Inferix: A Block-Diffusion based Next-Generation Inference Engine for World Simulation
Inferix Team, Tianyu Feng, Yizeng Han, Jiahao He, Yuanyu He, Xi Lin, Teng Liu, Hanfeng Lu, Jiasheng Tang, Wei Wang, Zhiyuan Wang, Jichao Wu, Mingyang Yang, Yinghao Yu, Zeyu Zhang, Bohan Zhuang
2025-11-27
Summary
This paper introduces Inferix, a new system designed to efficiently create and interact with realistic, long-form videos – essentially, simulated worlds. It focuses on improving how these 'world models' are built and used, moving beyond current approaches that primarily rely on large language models for vision tasks.
What's the problem?
Creating high-quality, long videos that look realistic and respond logically to interactions is really hard. Existing methods either struggle with maintaining consistency over time, are too slow, or can't handle videos of significant length. Standard video generation techniques, like diffusion models, have limitations when it comes to generating extended, coherent sequences, and current systems aren't optimized for the specific demands of building these complex simulated worlds.
What's the solution?
The researchers developed Inferix, which uses a technique called 'semi-autoregressive decoding'. Think of it like building a video piece by piece, but with a smart system that remembers what happened earlier to make sure everything flows together smoothly.
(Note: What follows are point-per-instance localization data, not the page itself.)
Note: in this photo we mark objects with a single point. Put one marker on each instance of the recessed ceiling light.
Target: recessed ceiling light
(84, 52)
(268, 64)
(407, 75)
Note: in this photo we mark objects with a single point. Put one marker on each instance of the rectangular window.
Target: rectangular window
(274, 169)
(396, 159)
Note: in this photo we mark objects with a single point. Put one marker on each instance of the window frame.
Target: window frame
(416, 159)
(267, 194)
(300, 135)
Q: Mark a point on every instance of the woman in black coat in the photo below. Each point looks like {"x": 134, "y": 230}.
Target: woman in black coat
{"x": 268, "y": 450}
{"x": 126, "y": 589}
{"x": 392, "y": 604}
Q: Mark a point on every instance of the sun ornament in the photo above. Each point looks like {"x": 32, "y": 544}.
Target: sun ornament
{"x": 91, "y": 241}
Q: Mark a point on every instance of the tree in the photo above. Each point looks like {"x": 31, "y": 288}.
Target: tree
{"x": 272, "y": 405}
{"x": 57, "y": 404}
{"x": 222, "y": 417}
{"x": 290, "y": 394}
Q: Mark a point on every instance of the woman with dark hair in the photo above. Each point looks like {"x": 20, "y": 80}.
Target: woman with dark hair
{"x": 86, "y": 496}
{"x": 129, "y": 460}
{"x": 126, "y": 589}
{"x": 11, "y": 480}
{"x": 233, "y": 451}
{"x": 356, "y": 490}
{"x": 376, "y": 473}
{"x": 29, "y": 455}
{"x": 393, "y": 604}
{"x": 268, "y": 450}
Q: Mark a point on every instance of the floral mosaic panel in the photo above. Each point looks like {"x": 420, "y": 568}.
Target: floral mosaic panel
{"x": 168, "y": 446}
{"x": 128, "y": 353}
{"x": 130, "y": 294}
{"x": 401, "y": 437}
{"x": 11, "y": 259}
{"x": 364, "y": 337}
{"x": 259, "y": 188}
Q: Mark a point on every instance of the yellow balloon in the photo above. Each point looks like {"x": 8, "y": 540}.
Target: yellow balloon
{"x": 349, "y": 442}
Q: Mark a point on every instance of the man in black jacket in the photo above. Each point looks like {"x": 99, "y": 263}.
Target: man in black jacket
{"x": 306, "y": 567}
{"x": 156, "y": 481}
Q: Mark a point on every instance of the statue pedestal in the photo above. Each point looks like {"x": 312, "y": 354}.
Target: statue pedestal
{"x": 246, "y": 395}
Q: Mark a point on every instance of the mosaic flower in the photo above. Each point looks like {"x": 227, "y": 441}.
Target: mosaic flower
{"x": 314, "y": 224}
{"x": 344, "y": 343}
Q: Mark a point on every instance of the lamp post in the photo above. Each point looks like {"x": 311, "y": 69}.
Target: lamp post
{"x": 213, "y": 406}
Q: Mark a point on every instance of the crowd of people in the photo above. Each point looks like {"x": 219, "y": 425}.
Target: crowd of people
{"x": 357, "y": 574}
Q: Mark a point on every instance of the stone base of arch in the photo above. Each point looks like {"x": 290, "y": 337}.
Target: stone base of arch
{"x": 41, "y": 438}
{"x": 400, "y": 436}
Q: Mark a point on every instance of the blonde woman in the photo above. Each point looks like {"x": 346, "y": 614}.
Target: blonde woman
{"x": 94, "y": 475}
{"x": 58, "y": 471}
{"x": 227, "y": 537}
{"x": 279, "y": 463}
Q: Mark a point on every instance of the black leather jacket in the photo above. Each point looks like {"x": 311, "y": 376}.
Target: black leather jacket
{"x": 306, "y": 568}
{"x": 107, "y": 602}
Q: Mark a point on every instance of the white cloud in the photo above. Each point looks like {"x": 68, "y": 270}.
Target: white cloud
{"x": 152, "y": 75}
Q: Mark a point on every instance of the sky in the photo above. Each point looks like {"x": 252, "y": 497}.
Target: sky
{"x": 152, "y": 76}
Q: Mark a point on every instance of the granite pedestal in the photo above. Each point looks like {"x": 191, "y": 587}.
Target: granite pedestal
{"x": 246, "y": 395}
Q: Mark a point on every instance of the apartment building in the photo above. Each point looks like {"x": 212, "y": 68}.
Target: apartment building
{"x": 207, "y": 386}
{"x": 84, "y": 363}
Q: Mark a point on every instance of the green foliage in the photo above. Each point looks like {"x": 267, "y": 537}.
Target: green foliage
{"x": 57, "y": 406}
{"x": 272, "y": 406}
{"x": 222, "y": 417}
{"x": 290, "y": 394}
It’s like writing a story – you build on previous sentences to create a coherent narrative. Inferix also includes tools for streaming these videos in real-time, analyzing their performance, and benchmarking them against a new standard called LV-Bench, which specifically tests long video generation.
Why it matters?
This work is important because it could unlock more advanced AI systems that can truly understand and interact with the visual world. Instead of just recognizing objects in images, these 'world models' could allow AI to predict what will happen next, plan actions, and learn from experience in a simulated environment. This has huge potential for things like robotics, game development, and creating more intelligent virtual assistants, and represents a shift away from relying solely on language models for visual understanding.
Abstract
World models serve as core simulators for fields such as agentic AI, embodied AI, and gaming, capable of generating long, physically realistic, and interactive high-quality videos. Moreover, scaling these models could unlock emergent capabilities in visual perception, understanding, and reasoning, paving the way for a new paradigm that moves beyond current LLM-centric vision foundation models. A key breakthrough empowering them is the semi-autoregressive (block-diffusion) decoding paradigm, which merges the strengths of diffusion and autoregressive methods by generating video tokens in block-applying diffusion within each block while conditioning on previous ones, resulting in more coherent and stable video sequences. Crucially, it overcomes limitations of standard video diffusion by reintroducing LLM-style KV Cache management, enabling efficient, variable-length, and high-quality generation. Therefore, Inferix is specifically designed as a next-generation inference engine to enable immersive world synthesis through optimized semi-autoregressive decoding processes. This dedicated focus on world simulation distinctly sets it apart from systems engineered for high-concurrency scenarios (like vLLM or SGLang) and from classic video diffusion models (such as xDiTs). Inferix further enhances its offering with interactive video streaming and profiling, enabling real-time interaction and realistic simulation to accurately model world dynamics. Additionally, it supports efficient benchmarking through seamless integration of LV-Bench, a new fine-grained evaluation benchmark tailored for minute-long video generation scenarios. We hope the community will work together to advance Inferix and foster world model exploration.